Not surprising, the proposal was quickly rejected by staunch supporters of EFCA (e.g. the AFL-CIO, Senator Tom Harkin of Iowa), as well as some pro-business groups (e.g. National Right to Work Committee).
If you’re counting votes in the Senate, the business community won a key vote yesterday against EFCA when Senator Arlen Specter (R-PA) stated his intention to vote against the legislation. You can watch his speech below, or read the text here.
In Senator Specter’s words, “The problems of the recession make this a particularly bad time to enact Employees Free Choice legislation. Employers understandably complain that adding a burden would result in further job losses. If efforts are unsuccessful to give Labor sufficient bargaining power through amendments to the NLRA, then I would be willing to reconsider Employees’ Free Choice legislation when the economy returns to normalcy.”
I agree. Bad timing.
Like the retailers, Senator Specter is looking for a middle ground solution. His approach is to make specific revisions to the National Labor Relations Act (NLRA), which he outlines in the text of his speech. Among his suggestions: Establishing a timetable (e.g., require that an election must be held within 10 days of a filing of a joint petition from the employer and the union) and adding unfair labor practices (e.g., an employer or union official visits to an employee at his/her home without prior consent for any purpose related to a representation campaign).

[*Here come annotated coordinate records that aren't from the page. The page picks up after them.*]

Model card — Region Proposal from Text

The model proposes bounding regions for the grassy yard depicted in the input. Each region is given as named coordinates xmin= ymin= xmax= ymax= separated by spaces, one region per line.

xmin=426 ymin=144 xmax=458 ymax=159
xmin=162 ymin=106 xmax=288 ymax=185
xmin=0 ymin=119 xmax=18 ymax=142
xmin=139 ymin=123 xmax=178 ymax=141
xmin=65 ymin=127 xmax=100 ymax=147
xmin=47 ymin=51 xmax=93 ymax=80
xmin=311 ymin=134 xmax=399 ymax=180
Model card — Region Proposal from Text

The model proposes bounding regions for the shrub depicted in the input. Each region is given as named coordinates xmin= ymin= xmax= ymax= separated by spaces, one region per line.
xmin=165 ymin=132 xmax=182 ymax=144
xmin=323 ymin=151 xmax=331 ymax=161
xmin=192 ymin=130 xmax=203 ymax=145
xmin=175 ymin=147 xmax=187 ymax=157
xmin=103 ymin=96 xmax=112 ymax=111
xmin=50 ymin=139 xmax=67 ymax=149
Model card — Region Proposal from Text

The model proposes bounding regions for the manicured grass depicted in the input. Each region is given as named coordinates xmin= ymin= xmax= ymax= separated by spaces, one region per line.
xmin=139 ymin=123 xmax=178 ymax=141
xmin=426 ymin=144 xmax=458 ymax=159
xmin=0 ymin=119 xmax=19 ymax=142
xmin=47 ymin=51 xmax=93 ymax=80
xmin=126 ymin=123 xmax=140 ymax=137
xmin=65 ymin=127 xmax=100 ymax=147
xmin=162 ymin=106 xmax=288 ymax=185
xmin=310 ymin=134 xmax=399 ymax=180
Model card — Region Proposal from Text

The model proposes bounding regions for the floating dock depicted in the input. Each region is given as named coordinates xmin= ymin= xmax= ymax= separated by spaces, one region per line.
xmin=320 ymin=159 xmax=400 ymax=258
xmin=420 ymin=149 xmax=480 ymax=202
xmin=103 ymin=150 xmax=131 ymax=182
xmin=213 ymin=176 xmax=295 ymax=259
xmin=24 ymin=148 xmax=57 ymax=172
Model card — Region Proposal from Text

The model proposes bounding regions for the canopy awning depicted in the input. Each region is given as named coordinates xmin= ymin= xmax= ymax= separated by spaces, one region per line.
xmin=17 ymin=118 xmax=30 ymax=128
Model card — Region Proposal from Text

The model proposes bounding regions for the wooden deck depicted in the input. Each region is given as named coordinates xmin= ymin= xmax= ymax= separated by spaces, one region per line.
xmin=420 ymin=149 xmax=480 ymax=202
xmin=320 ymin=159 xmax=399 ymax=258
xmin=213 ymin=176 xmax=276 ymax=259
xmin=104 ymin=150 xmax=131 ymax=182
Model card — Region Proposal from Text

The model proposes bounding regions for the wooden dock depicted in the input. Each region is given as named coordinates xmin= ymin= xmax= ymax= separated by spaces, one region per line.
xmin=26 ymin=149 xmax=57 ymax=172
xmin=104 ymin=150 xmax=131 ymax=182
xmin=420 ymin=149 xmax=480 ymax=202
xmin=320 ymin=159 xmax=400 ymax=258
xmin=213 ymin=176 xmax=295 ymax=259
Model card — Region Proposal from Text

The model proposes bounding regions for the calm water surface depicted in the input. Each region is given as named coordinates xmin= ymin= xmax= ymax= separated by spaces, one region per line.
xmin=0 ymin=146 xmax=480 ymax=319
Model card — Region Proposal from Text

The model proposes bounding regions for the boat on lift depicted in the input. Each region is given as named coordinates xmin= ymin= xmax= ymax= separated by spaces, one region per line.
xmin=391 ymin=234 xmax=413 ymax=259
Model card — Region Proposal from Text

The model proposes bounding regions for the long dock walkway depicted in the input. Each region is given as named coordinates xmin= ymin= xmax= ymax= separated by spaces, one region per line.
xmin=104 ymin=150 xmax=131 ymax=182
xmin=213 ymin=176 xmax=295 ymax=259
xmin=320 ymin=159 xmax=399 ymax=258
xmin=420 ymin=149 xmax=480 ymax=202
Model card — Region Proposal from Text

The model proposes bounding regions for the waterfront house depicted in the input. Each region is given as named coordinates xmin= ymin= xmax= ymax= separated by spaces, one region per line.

Is a middle ground solution for labor reform possible? It sure doesn’t look that way. In my opinion, there will be no compromise on EFCA. It will either pass or fail based on which lobbying group spends the most money to sway “swing senators” their way.
Finally, in related news, FedEx is threatening to cancel a multi-billion dollar order for cargo planes with Boeing if Congress passes a law that would make it easier for unions to organize at the company, according to an article in today’s Wall Street Journal. Specifically, there’s a bill in Congress that would remove employees from FedEx’s Express unit from the jurisdiction of the federal Railway Labor Act of 1926 to the National Labor Relations Act. Organizing rules are more stringent under the railway act, hence the reason why FedEx wants to maintain the status quo.
Is the type of action FedEx is threatening to take a harbinger of what’s to come from other companies if EFCA passes?